O cenário agravou-se no primeiro semestre de 2020 com o avanço da transmissão da covid-19 nos territórios indígenas, ao mesmo tempo que medidas de austeridade fiscal reduziram recursos de programas sociais importantes para combater a pandemia.

A omissão do Estado em sua função de garantir atendimento básico de saúde aos povos indígenas também é flagrante por meio do aumento da mortalidade de bebês indígenas, que voltou a subir em 2019. Dados do Ministério da Saúde mostram que, entre janeiro e setembro de 2019, último mês com estatísticas disponíveis, morreram 530 bebês indígenas com até 1 ano de idade.

Se a situação da saúde indígena revela precariedade, o mesmo se constata com a educação indígena. Dados do Ministério da Educação (MEC) mostram que 1.029 escolas indígenas não funcionam em prédios escolares, e 1.027 escolas indígenas não estão regularizadas por seus sistemas de ensino. Além disso, 1.970 escolas não possuem água filtrada, 1.076 não contam com energia elétrica e 1.634 escolas não têm esgoto sanitário; 3.077 escolas não possuem biblioteca e 1.546 não utilizam material didático específico. A precariedade na infraestrutura das escolas é acompanhada pelo descaso no acompanhamento pedagógico e didático.

Para piorar toda a situação, tanto a Funai, quanto o Instituto Brasileiro do Meio Ambiente e dos Recursos Naturais Renováveis (Ibama) têm sido precarizados.

A Funai opera, atualmente, com um terço de sua força de trabalho, situação agravada pelo contingenciamento de 90% de seu orçamento previsto na Lei Orçamentária Anual de 2019.

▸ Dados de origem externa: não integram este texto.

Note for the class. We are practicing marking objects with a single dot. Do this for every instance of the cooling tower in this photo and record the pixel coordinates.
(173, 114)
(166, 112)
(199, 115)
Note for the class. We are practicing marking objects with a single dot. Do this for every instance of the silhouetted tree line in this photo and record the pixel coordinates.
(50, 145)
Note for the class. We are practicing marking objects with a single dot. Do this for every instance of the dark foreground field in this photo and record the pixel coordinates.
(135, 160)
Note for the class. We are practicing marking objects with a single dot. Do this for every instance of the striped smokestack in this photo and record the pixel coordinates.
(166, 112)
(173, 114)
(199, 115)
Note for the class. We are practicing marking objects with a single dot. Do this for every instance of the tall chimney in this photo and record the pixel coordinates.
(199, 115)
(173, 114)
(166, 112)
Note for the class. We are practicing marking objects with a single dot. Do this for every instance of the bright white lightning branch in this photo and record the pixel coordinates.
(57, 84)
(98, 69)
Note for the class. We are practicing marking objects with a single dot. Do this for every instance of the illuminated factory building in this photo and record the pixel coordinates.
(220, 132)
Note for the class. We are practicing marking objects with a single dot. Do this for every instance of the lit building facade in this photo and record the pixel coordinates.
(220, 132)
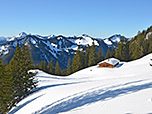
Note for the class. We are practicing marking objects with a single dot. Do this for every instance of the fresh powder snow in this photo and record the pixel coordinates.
(123, 90)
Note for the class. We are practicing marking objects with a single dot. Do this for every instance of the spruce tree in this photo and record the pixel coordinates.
(6, 89)
(25, 65)
(41, 65)
(69, 70)
(44, 66)
(76, 65)
(14, 67)
(57, 69)
(92, 55)
(99, 55)
(108, 55)
(19, 66)
(87, 56)
(51, 67)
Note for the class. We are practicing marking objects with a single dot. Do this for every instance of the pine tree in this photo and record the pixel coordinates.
(108, 55)
(87, 56)
(44, 66)
(113, 52)
(69, 70)
(41, 65)
(14, 67)
(25, 65)
(19, 66)
(51, 67)
(82, 59)
(76, 65)
(92, 55)
(57, 69)
(99, 55)
(6, 89)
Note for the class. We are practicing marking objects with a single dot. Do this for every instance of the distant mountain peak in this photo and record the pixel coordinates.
(22, 34)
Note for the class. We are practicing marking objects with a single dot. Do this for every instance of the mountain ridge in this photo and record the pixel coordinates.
(59, 48)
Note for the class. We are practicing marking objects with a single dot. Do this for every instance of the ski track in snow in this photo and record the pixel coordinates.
(80, 99)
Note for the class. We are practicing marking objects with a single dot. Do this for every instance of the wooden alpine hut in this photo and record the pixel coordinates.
(109, 63)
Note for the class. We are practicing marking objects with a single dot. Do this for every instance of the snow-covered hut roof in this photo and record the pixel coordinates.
(112, 61)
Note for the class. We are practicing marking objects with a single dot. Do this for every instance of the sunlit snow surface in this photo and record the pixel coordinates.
(123, 90)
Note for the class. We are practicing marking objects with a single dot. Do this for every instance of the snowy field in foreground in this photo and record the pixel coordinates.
(123, 90)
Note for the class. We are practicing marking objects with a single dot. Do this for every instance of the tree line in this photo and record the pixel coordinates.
(15, 80)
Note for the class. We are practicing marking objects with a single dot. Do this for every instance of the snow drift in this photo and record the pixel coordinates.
(123, 90)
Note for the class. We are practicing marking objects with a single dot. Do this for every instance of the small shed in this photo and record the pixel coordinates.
(109, 63)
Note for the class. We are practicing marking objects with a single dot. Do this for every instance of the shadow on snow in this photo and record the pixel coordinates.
(89, 98)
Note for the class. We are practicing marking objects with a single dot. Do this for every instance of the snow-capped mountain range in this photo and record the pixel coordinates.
(59, 48)
(122, 90)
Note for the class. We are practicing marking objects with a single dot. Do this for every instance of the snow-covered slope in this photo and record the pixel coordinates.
(123, 90)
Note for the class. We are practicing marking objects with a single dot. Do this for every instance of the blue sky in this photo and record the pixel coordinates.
(97, 18)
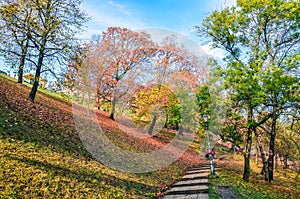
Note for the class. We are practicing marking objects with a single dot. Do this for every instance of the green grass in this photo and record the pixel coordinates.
(41, 155)
(230, 175)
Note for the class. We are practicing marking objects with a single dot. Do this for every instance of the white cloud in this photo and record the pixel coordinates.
(214, 52)
(120, 7)
(108, 14)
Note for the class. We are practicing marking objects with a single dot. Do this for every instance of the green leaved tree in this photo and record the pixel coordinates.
(261, 41)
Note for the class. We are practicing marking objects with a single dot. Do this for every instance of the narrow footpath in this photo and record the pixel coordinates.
(193, 185)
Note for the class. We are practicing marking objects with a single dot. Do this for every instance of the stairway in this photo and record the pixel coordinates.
(193, 185)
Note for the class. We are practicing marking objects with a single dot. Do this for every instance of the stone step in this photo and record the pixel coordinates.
(191, 182)
(188, 196)
(198, 171)
(200, 168)
(188, 190)
(194, 176)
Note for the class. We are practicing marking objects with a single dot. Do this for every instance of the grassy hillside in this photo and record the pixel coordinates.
(41, 155)
(286, 184)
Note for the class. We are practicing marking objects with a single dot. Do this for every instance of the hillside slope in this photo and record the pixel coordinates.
(42, 156)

Atualmente 832 Terras Indígenas são reivindicadas por povos indígenas no Brasil. Destas, segundo o relatório "Violência Contra os Povos Indígenas no Brasil", do Conselho Indigenista Missionário (CIMI), 536 não contam com nenhum procedimento administrativo. Segundo o relatório, muitos desses territórios foram invadidos durante a pandemia de Covid-19, ações que estão diretamente relacionadas à disponibilização dessas áreas para a exploração pelo agronegócio, mineradoras e madeireiras. Em 2019, último ano para o qual há dados públicos, o número de invasões de terras indígenas cresceu 135%.

Em um cenário de profundos retrocessos, marcado por discursos racistas, políticas contrárias a promoção de direitos humanos e regressão de padrões civilizatórios, temos ainda um governo que contribui, a cada declaração, para o aumento da discriminação contra os povos indígenas e para o agravamento da violência contra esses povos.

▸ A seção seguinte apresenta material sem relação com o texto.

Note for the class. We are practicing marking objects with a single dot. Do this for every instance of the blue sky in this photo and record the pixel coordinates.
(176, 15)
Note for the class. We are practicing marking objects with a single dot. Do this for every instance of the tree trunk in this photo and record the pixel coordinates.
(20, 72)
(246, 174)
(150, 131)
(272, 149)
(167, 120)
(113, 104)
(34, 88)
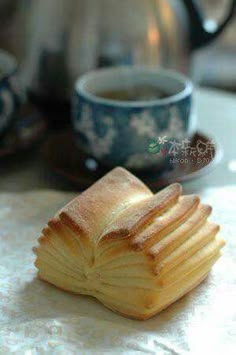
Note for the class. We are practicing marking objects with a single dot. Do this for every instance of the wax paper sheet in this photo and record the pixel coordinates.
(37, 318)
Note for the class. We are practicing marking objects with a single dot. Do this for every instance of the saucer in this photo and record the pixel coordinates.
(81, 170)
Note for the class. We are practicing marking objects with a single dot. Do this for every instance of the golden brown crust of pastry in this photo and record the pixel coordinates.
(134, 251)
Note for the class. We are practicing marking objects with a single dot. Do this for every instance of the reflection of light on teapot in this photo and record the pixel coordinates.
(153, 36)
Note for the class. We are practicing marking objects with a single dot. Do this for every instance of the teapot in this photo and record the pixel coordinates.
(58, 40)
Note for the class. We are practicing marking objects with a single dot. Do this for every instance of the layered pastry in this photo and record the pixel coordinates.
(135, 251)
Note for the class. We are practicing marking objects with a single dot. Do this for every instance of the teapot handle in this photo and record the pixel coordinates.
(199, 34)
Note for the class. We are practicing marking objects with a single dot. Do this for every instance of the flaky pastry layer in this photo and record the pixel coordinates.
(134, 251)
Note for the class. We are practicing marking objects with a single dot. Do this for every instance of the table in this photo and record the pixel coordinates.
(217, 117)
(37, 318)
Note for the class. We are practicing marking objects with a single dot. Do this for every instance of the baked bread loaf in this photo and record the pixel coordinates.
(134, 251)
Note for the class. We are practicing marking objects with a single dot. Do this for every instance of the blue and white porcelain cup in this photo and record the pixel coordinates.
(120, 132)
(11, 93)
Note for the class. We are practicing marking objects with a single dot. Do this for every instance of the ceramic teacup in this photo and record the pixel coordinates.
(117, 132)
(11, 94)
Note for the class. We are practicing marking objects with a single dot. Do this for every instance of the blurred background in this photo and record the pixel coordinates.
(56, 41)
(215, 66)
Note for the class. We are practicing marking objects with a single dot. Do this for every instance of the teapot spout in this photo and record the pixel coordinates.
(200, 35)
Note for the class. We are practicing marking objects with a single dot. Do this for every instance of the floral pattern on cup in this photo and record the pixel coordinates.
(120, 134)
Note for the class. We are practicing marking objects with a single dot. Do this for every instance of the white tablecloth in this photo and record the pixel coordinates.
(36, 318)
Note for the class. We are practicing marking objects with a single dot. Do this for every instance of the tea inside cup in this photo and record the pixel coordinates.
(119, 112)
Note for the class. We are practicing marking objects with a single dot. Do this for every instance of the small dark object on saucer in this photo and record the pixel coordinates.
(62, 155)
(27, 128)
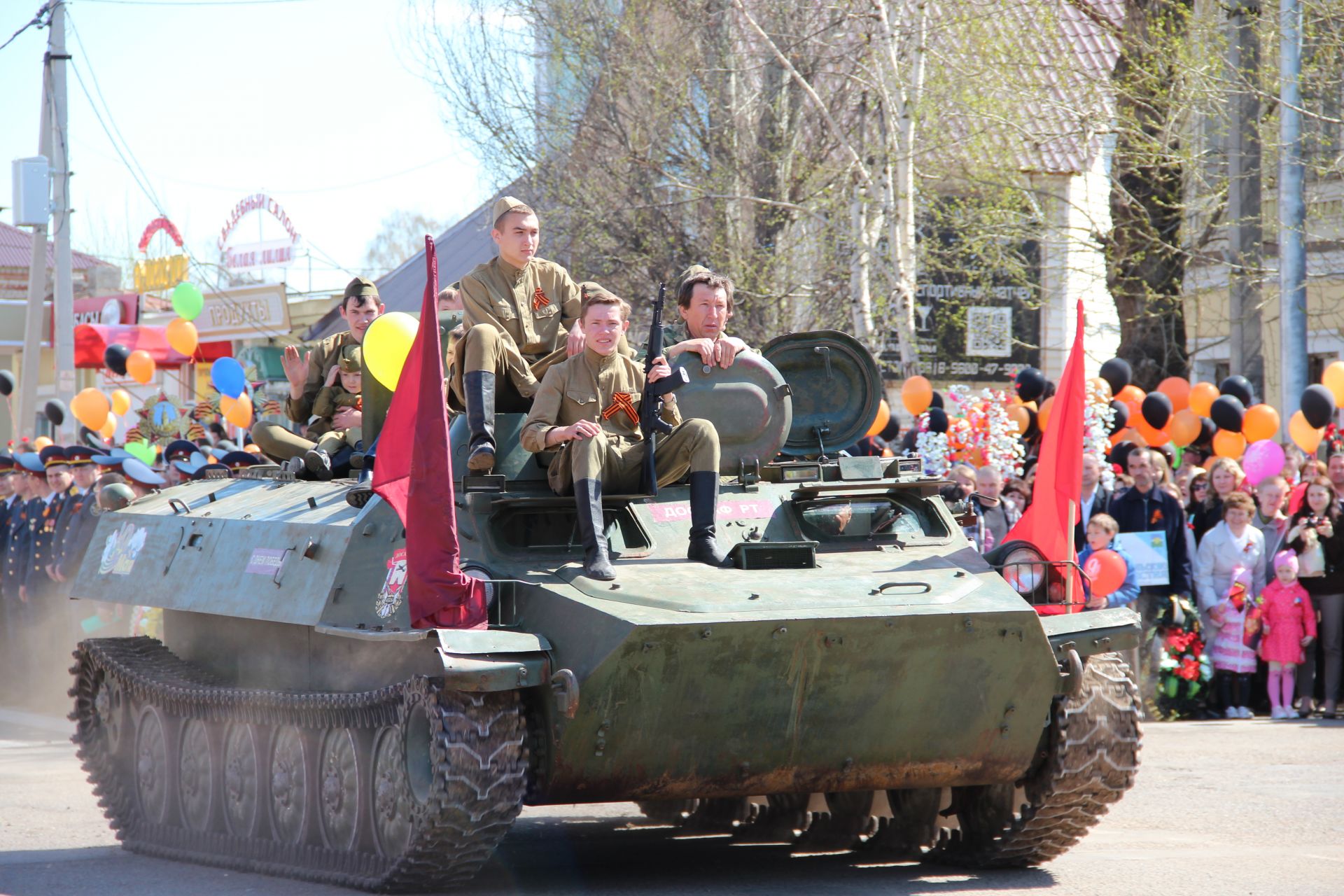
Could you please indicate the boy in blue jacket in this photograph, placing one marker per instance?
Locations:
(1101, 536)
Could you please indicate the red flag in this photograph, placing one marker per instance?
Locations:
(414, 473)
(1056, 501)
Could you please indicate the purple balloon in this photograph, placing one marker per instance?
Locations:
(1262, 460)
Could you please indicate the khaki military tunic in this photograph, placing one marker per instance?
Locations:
(326, 356)
(528, 312)
(608, 391)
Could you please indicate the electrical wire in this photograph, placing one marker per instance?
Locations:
(36, 20)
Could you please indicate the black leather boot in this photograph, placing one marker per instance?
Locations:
(480, 419)
(597, 564)
(705, 504)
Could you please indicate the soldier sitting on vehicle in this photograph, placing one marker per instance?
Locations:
(588, 407)
(342, 388)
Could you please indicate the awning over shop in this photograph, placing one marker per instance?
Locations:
(92, 342)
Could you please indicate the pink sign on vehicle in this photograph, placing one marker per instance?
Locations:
(729, 510)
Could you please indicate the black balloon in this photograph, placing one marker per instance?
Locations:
(55, 412)
(1238, 387)
(1031, 383)
(1227, 413)
(1317, 405)
(1121, 416)
(1120, 453)
(115, 359)
(1158, 410)
(1117, 372)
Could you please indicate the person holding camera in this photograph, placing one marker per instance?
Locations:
(1313, 533)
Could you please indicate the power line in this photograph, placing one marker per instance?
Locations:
(36, 20)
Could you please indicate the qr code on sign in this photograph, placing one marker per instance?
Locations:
(990, 332)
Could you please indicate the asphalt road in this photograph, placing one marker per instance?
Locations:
(1219, 808)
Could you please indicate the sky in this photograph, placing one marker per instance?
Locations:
(318, 104)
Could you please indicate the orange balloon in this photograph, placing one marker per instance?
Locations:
(1177, 390)
(1228, 444)
(239, 413)
(1334, 379)
(140, 365)
(1306, 435)
(882, 419)
(917, 396)
(1202, 398)
(1043, 414)
(1261, 422)
(1151, 434)
(120, 402)
(182, 335)
(1184, 428)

Não à toa, dados sobre o desmatamento e a destruição dos nossos biomas seguem pelo mesmo caminho. Só na Amazônia o desmatamento atingiu, já em 2020, a maior taxa em 12 anos, com 10.851 km2. Nas terras indígenas a taxa cresceu 90%, fomentado pelo discurso do presidente de abertura dessas áreas ao garimpo e a outras atividades econômicas.

Todos esses dados são do relatório "Povos Indígenas e Meio Ambiente", lançado no último 25 de maio pelo Coletivo RPU Brasil, coalizão de 31 organizações que tem por objetivo monitorar a implementação dos direitos humanos no país através do acompanhamento das recomendações da Revisão Periódica Universal (RPU), mecanismo criado no Conselho de Direitos Humanos para promoção dessa agenda entre todos os países da ONU. Ao todo, são 11 relatórios divididos por temas — povos indígenas e meio ambiente, saúde e vida digna, igualdade e não discriminação de gênero, racismo, entre outros.

Especificamente sobre "povos indígenas e meio ambiente", das 27 recomendações feitas ao Brasil por outros países-membros das Nações Unidas, nenhuma foi cumprida, sequer parcialmente. São 11 em não-cumprimento e 16 em retrocesso, como os citados acima. O conteúdo completo dos relatórios está disponível na Plataforma RPU.

Hoje, 5 de junho, dia do Meio Ambiente, qual a comemoração? Ou só mais um dia para nos desesperamos com a situação dos povos da floresta? Não temos mais tempo.